The Author Online Book Forums will soon redirect to Manning's liveBook and liveVideo. All book forum content will migrate to liveBook's discussion forum and all video forum content will migrate to liveVideo. Log in to liveBook or liveVideo with your Manning credentials to join the discussion!

Thank you for your engagement in the AoF over the years! We look forward to offering you a more enhanced forum experience.

rachelb (6) [Avatar] Offline
#1
I was already familiar with "count min sketch" probabilistic algorithm and was eager to understand the hyperloglog algorithm. I appreciate the section is only a high level overview, but when I finished it I was confused about how the algorithm works.

My understanding is that a hash value is taken for each element in the stream, then the number of leading zeros for each hash value is taken and then the maximum of the number of leading zeros is determined.

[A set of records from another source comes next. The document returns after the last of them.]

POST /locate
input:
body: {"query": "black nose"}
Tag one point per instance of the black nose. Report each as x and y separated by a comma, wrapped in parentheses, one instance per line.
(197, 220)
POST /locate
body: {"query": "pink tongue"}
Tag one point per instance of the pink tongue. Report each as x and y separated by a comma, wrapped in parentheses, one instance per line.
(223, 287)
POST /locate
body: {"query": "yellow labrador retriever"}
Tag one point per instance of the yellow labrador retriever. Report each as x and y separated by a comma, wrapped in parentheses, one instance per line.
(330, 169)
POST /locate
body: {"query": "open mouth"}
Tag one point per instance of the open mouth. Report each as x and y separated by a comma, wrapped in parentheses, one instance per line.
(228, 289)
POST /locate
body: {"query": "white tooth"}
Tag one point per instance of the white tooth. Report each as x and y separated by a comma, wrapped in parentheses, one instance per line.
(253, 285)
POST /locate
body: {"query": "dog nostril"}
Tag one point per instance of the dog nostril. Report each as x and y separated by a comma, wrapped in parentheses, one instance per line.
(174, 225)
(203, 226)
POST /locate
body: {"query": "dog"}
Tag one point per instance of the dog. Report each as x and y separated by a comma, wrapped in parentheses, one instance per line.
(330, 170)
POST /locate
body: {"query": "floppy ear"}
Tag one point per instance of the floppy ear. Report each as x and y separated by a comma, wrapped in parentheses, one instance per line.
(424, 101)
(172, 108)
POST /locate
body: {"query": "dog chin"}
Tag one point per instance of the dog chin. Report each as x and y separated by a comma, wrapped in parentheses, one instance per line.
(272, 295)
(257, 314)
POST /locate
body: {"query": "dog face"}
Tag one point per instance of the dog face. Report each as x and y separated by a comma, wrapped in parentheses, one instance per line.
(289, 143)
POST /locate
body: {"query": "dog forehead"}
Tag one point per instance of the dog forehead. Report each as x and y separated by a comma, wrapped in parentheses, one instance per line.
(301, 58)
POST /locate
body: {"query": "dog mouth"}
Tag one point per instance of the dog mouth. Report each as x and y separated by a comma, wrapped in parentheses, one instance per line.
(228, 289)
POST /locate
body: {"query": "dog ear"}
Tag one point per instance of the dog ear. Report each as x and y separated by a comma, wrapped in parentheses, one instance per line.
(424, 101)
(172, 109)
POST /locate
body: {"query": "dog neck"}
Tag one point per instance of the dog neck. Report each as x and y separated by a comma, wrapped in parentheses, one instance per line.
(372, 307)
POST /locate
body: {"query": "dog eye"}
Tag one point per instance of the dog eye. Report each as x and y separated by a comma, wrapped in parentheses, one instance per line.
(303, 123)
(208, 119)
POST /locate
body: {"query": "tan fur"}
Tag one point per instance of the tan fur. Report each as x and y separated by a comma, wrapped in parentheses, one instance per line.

This maximum is an estimate for log base 2 of the number of distinct elements. Finally multiple estimates are taken and then combined to give the final estimate.

However, the description misses out the need to take a maximum and the fact that it is an estimate log base 2 of the final number - so the algorithm is not clear at all.

Two other areas could also be clarified. The count of leading zeros being an estimate is not immediate obvious. A few sentences to help build intuition in this area would help.

Also the use of the harmonic mean is also not obvious. Again a few sentences to indicate that each distinct count is an estimate and they are combined to produce a better estimate and the harmonic mean is used as it produces a more accurate estimate.

Finally, more guidance on the relationship between number of registers (hence memory) and accuracy would be useful - I am sure like count min sketch there is a formula for this.



andrew.psaltis (33) [Avatar] Offline
#2
Thank you for your detailed analysis and pointing out things that were flawed or where the text was lacking. I have taken all of this into consideration and updated the text accordingly.

Again, sorry for the delay in responding to you regarding this.